Die erste Lektion lernen wir gleich am Flughafen. Wir haben einen Leihwagen gebucht, über sixt.de; auf die Bayern kann man sich verlassen, hatten wir gedacht. Aber nicht so hier, am südlichen Wendekreis, in Asunción, der Hauptstadt der Republik Paraguay.

Informationen, Wunschträume, Zukunftsmusik

"Hier kommen oft Leute her, um ihren Leihwagen abzuholen; dabei gibt es Sixt hier gar nicht", erklärt uns eine genervte Endvierzigerin mit schwarzgrauer Lockenpracht. "Keine Ahnung, warum die auf ihrer Website behaupten, sie hätten hier eine Station." Eine vermeintlich valide Information entpuppt sich in Paraguay häufig als Wunschtraum, noch häufiger als Zukunftsmusik, nicht selten als schlichtweg unwahr: Wir haben die erste landeskundliche Lektion gelernt.

Eine nervenaufreibende Rushhour-Fahrt und vierzig Taxi-Euro später stehen wir unweit der Rampe einer Tiefgarage eines schäbigen "Centro comercial". Ungezählte Händler haben sich hier häuslich eingerichtet und bieten loses Obst und Gemüse an, während ohne Unterlass Autos dicht an ihnen vorbeidieseln. Vor lauter Gedröhne versteht man sein eigenes Wort nicht, gehupt wird sowieso ohne Unterlass, und unter der niedrigen Betondecke stehen die Abgase, dass einem schlecht wird. Schweiß rinnt uns über die Stirn. Endlich entdecken wir das vertraute Logo und damit das Sixt-Büro.

Jedenfalls sofern man von "Büro" sprechen kann: Die Repräsentanz präsentiert sich im wesentlichen als schmaler Tresen, fast direkt davor ist schon die gläserne Eingangstür. Zu zweit eintreten heißt: Einer öffnet die Tür, quetscht sich hinein, schließt die Tür, schiebt sich nach rechts, der zweite folgt, windet sich um die Tür herum, schließt sie wieder und hofft inständig, dass zeitgleich nicht noch irgendjemand einen Leihwagen will.
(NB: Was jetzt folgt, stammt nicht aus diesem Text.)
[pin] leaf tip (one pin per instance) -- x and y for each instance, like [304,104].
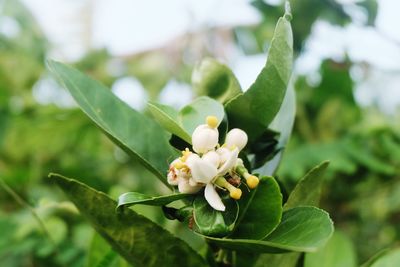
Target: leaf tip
[288,11]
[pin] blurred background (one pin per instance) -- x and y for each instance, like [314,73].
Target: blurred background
[346,76]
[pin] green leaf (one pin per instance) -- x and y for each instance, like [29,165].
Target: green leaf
[183,123]
[254,110]
[260,210]
[140,241]
[138,135]
[338,252]
[195,113]
[216,80]
[282,124]
[101,254]
[385,258]
[212,222]
[302,229]
[168,118]
[132,198]
[308,191]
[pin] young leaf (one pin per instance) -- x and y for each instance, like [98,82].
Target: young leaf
[168,118]
[212,222]
[302,229]
[195,113]
[136,134]
[308,190]
[140,241]
[216,80]
[254,110]
[132,198]
[339,251]
[260,210]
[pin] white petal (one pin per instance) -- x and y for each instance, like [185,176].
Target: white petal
[230,162]
[204,138]
[212,157]
[186,188]
[202,171]
[172,178]
[213,198]
[237,138]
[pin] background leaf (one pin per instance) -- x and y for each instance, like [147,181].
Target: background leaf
[167,117]
[140,241]
[215,80]
[265,95]
[338,252]
[308,190]
[260,210]
[195,113]
[135,133]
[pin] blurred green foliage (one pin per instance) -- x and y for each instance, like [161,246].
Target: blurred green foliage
[361,192]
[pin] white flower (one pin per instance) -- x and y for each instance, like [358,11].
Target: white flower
[236,138]
[204,170]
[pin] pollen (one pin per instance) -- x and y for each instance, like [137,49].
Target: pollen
[212,121]
[185,154]
[235,193]
[252,181]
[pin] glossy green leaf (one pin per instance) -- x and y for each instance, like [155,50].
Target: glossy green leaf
[385,258]
[168,118]
[212,222]
[132,198]
[101,254]
[254,110]
[195,113]
[338,252]
[302,229]
[260,210]
[216,80]
[140,241]
[308,190]
[135,133]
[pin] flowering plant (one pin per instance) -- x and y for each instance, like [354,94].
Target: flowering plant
[213,145]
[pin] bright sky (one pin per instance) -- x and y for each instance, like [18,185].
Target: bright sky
[128,26]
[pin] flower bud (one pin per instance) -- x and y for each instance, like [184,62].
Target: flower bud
[204,138]
[236,138]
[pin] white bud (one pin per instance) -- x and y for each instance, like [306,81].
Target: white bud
[212,157]
[204,138]
[202,171]
[224,154]
[213,198]
[236,138]
[230,162]
[186,188]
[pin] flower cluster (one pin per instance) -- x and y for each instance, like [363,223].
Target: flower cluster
[211,165]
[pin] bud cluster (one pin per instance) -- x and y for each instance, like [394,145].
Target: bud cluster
[211,165]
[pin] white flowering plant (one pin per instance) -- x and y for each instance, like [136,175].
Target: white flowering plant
[218,156]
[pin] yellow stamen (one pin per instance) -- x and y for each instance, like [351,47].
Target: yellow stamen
[235,193]
[185,154]
[212,121]
[179,165]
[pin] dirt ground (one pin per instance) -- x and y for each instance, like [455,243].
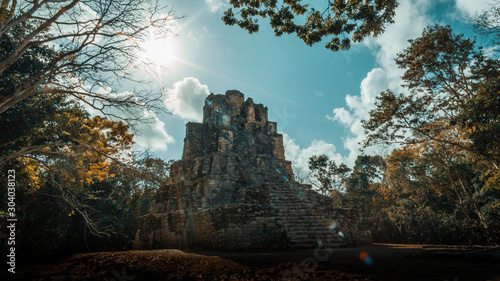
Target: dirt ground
[374,262]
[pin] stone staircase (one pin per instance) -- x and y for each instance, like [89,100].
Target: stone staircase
[306,218]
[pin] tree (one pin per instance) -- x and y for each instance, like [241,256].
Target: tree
[326,175]
[445,169]
[453,97]
[488,26]
[343,21]
[83,48]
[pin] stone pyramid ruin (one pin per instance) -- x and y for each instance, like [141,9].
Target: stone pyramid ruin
[233,189]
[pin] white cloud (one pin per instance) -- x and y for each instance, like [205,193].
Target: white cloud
[186,99]
[472,7]
[149,131]
[300,156]
[409,22]
[215,5]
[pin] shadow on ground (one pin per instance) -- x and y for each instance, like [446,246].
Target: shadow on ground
[374,262]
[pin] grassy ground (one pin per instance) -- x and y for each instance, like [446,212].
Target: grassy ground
[374,262]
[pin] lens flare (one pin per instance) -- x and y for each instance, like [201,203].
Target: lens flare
[364,257]
[333,226]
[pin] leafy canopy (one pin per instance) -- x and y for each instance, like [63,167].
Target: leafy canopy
[343,21]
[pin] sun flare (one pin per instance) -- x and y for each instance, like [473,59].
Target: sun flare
[158,55]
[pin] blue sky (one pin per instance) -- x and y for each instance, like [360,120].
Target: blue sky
[316,96]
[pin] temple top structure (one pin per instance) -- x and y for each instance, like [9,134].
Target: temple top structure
[232,125]
[232,110]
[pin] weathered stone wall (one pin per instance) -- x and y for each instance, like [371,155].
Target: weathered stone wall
[233,189]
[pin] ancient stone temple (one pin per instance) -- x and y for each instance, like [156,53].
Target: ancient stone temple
[233,189]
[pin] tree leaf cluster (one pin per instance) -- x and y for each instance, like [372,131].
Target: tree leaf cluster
[341,21]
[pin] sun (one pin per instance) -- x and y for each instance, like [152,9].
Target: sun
[158,55]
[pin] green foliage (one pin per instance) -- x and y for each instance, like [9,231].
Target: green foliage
[453,97]
[327,176]
[343,21]
[441,184]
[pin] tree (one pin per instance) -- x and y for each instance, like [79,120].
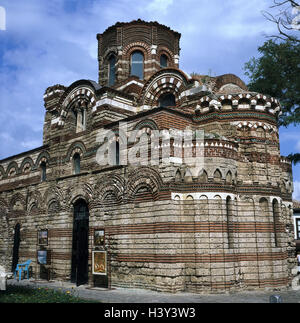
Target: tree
[277,73]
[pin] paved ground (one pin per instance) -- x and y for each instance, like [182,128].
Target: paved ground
[124,295]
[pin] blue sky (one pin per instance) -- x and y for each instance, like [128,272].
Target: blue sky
[54,42]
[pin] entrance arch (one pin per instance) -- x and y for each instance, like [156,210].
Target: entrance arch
[17,240]
[80,244]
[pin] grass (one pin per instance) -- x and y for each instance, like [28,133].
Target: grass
[21,294]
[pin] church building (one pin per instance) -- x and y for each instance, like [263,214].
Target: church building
[152,178]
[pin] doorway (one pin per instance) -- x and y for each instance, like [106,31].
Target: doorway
[17,240]
[80,244]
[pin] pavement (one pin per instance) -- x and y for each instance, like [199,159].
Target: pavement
[133,295]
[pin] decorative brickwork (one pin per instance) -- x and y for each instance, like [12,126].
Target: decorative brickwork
[225,227]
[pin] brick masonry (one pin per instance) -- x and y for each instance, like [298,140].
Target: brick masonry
[227,227]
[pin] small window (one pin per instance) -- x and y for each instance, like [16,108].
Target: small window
[167,100]
[114,157]
[137,64]
[76,163]
[163,61]
[298,228]
[112,70]
[79,115]
[43,172]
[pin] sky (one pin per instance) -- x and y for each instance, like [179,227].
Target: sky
[54,42]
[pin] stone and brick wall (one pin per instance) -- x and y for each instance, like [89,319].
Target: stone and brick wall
[225,227]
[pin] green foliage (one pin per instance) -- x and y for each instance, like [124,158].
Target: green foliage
[277,73]
[20,294]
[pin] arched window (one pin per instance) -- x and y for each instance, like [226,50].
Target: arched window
[167,100]
[229,220]
[79,114]
[114,153]
[137,64]
[163,61]
[112,70]
[275,208]
[76,163]
[43,172]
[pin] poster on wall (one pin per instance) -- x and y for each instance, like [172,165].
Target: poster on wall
[99,262]
[99,238]
[42,257]
[43,237]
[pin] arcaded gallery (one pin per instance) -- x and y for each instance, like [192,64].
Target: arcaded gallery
[224,225]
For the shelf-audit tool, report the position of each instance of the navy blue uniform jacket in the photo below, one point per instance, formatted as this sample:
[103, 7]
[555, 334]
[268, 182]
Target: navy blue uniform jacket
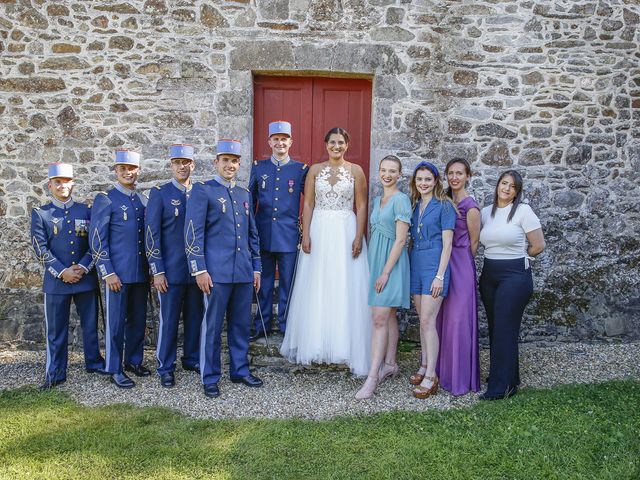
[276, 194]
[164, 221]
[59, 235]
[117, 235]
[220, 233]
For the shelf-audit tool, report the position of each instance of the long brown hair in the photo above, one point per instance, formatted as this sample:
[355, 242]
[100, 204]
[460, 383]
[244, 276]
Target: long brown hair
[517, 184]
[337, 131]
[464, 163]
[438, 189]
[392, 158]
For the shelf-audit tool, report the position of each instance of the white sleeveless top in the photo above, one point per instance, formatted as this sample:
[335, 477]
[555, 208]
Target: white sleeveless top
[507, 241]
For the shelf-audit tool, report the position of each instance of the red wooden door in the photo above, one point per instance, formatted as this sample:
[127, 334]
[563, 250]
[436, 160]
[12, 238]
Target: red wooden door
[313, 106]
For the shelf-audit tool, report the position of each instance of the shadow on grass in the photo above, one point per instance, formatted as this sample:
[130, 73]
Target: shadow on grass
[586, 431]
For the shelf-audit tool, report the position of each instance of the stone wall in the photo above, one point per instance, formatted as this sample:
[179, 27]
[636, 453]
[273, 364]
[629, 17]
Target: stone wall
[551, 88]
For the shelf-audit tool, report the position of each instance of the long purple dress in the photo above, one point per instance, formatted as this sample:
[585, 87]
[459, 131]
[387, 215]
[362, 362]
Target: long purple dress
[458, 363]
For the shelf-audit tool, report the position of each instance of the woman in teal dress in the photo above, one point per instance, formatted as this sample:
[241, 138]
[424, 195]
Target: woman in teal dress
[389, 273]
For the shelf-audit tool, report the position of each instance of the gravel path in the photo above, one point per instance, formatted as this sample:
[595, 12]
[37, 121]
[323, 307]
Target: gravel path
[319, 393]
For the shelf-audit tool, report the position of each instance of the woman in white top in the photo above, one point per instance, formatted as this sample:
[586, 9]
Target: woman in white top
[512, 236]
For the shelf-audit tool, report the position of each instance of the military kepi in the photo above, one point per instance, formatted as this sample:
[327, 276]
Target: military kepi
[280, 127]
[181, 151]
[60, 170]
[127, 157]
[230, 147]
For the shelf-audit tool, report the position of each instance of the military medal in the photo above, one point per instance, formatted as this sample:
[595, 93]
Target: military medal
[175, 203]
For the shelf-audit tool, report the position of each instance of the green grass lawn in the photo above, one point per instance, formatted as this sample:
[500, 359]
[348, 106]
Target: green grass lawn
[589, 431]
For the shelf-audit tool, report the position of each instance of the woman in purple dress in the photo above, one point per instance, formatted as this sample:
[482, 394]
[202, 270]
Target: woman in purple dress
[457, 324]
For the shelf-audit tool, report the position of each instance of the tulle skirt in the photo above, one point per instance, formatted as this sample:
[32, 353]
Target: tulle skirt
[329, 319]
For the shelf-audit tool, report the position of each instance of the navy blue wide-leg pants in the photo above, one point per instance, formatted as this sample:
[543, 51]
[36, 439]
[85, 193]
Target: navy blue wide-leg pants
[188, 301]
[234, 300]
[57, 308]
[506, 287]
[286, 263]
[126, 319]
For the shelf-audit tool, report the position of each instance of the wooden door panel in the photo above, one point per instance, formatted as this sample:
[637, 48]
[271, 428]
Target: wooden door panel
[343, 103]
[313, 106]
[283, 98]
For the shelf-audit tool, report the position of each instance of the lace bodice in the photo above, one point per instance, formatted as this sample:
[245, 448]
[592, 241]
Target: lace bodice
[334, 189]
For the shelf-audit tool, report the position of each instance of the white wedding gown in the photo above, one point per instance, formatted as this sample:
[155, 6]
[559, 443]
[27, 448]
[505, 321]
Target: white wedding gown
[329, 318]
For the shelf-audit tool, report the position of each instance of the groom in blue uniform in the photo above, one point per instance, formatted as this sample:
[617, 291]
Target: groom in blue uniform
[222, 247]
[59, 234]
[117, 236]
[177, 289]
[276, 185]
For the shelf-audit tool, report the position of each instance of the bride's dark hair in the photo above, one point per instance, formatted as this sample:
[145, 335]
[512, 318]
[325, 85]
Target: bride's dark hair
[338, 131]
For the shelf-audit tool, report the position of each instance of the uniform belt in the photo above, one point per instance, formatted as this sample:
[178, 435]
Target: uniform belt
[423, 245]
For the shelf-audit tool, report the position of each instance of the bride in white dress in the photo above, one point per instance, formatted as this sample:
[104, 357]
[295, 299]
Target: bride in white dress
[329, 319]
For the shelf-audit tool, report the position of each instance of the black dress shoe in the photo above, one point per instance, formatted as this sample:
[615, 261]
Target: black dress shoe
[249, 381]
[122, 381]
[191, 368]
[49, 384]
[490, 397]
[167, 380]
[212, 391]
[258, 335]
[138, 370]
[99, 371]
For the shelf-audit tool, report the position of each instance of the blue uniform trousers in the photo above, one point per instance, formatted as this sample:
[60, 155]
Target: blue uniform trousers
[126, 319]
[234, 299]
[286, 262]
[185, 299]
[57, 308]
[505, 288]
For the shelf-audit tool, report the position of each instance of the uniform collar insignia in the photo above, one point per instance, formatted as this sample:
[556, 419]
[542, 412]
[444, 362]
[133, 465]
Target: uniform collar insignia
[62, 205]
[126, 191]
[280, 163]
[179, 186]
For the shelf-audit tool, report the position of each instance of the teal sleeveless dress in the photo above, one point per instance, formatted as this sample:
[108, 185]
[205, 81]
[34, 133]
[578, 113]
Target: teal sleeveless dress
[383, 233]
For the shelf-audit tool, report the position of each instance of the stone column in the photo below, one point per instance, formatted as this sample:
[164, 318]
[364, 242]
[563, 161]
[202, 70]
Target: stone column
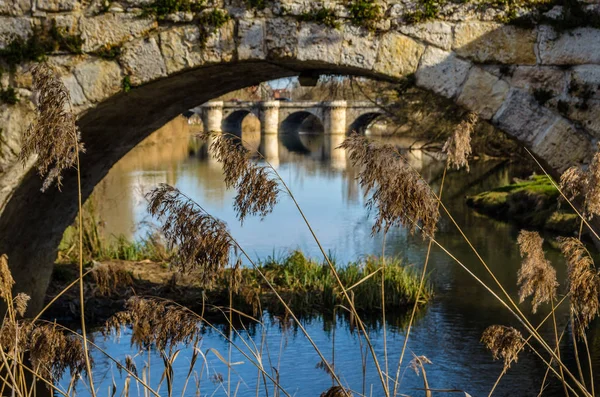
[335, 117]
[269, 117]
[212, 116]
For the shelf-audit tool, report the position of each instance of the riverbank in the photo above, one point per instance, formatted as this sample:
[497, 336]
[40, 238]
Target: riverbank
[532, 203]
[306, 285]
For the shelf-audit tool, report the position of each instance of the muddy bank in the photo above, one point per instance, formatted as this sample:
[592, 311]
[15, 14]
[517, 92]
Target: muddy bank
[532, 203]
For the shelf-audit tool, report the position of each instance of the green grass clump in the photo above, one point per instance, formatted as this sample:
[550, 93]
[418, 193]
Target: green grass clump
[324, 16]
[365, 13]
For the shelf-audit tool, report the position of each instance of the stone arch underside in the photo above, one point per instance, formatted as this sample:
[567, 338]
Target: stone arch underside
[171, 71]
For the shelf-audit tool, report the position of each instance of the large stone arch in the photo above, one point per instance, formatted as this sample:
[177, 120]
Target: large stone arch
[493, 69]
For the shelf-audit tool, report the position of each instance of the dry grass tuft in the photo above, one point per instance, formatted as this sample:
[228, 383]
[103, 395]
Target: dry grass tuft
[458, 145]
[575, 182]
[202, 241]
[54, 136]
[504, 342]
[155, 322]
[399, 194]
[584, 283]
[110, 277]
[257, 190]
[536, 276]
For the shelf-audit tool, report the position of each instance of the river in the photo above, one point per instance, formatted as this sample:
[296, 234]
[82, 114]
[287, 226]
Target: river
[447, 330]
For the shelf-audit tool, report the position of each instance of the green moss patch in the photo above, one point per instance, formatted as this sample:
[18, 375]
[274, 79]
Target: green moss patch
[532, 203]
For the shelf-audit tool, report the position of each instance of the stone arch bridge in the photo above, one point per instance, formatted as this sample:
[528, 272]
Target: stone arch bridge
[536, 84]
[336, 117]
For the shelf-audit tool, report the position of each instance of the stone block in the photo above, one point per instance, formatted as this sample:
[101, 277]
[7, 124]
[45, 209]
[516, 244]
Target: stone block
[483, 93]
[359, 48]
[113, 29]
[319, 43]
[143, 60]
[251, 39]
[99, 79]
[398, 55]
[437, 33]
[576, 47]
[442, 72]
[492, 42]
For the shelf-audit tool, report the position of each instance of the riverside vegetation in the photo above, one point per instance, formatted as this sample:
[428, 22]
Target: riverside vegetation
[201, 246]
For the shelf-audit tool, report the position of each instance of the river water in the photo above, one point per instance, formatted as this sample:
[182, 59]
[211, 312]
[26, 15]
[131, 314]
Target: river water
[447, 331]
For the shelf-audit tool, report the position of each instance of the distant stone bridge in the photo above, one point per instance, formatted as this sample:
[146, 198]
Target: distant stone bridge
[538, 85]
[336, 117]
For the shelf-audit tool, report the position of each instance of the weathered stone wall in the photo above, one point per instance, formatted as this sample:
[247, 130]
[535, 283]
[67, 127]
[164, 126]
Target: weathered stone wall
[537, 85]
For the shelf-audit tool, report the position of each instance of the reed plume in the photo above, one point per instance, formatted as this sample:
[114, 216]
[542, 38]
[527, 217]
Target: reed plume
[53, 136]
[257, 190]
[458, 146]
[202, 241]
[583, 284]
[504, 342]
[155, 323]
[397, 192]
[576, 182]
[536, 276]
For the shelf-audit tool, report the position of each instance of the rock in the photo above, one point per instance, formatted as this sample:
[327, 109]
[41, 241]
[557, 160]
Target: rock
[493, 42]
[143, 60]
[359, 48]
[483, 93]
[319, 43]
[398, 55]
[282, 38]
[11, 28]
[442, 72]
[99, 79]
[113, 29]
[523, 118]
[437, 33]
[576, 47]
[57, 5]
[251, 39]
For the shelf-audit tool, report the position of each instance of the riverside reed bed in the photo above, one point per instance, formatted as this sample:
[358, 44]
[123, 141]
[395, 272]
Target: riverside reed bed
[399, 196]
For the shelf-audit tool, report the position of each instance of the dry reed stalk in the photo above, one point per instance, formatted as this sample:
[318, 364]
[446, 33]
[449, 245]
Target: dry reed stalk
[504, 342]
[202, 241]
[583, 284]
[53, 136]
[536, 276]
[458, 145]
[397, 191]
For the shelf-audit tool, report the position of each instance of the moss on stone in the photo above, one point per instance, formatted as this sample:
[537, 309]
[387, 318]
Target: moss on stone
[531, 203]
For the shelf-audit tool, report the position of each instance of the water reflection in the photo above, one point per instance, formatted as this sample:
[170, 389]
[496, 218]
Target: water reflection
[448, 332]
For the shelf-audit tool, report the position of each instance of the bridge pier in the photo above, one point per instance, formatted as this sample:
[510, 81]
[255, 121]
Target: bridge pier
[334, 114]
[212, 116]
[269, 117]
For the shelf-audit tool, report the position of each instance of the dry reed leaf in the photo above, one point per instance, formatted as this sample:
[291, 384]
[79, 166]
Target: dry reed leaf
[397, 191]
[458, 145]
[536, 276]
[53, 136]
[156, 323]
[257, 189]
[202, 241]
[584, 283]
[504, 342]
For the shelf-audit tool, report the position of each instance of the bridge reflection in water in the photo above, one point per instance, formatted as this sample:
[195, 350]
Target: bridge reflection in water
[175, 156]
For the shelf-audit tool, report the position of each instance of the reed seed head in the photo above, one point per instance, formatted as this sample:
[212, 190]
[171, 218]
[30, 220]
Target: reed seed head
[397, 191]
[536, 276]
[53, 136]
[156, 323]
[458, 146]
[257, 189]
[504, 342]
[202, 241]
[584, 283]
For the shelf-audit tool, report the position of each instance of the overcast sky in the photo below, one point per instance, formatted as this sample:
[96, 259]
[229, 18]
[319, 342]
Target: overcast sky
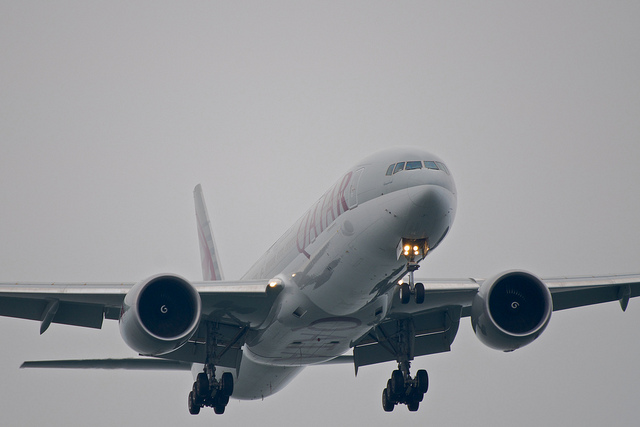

Immerhin gibt es hier Telefon, was gut ist, denn unser Roaming funktioniert aus unerfindlichen Gründen nicht. Und wir sind spät dran. Sehr spät, denn die Extra-Tour vom Flughafen zum Einkaufszentrum war nicht eingeplant.

Man hilft sich

"Das findet Ihr von dort aus nie", sagt Stefan Undorf am anderen Ende der Leitung, in einem Restaurant im Stadtteil Recoleta, "ich hole Euch ab." In Paraguay funktioniert selten etwas auf Anhieb, und selbst beim zweiten Anlauf dauert immer alles etwas länger. Dafür hilft man sich, zweite Lektion, und so lässt Stefan Undorf seine Ehefrau spontan allein am Tisch zurück, kämpft sich mit dem Taxi zu uns in die Betonhölle, steigt in unseren Leihwagen zu und lotst uns zum eigentlichen Treffpunkt.

Den Treffpunkt hat Stefan Undorf vorgeschlagen. Er heißt "O Gaucho", ein Rodizio-Restaurant, all-you-can-eat, mit einer Auswahl, die so erschlagend ist, wie man es sonst bestenfalls aus Brasilien kennt. Eigentlich ist Paraguay eine kulinarische Wüste; man kann hier stundenlang über Land fahren, ohne irgendwo etwas vernünftiges zu essen zu bekommen. Doch wer sich auskennt, kann offenbar selbst hier vorzüglich speisen, am Ende der Welt. Dritte Lektion gelernt.

"Ich dachte mir: Journalismus hat auch etwas mit Sprache zu tun"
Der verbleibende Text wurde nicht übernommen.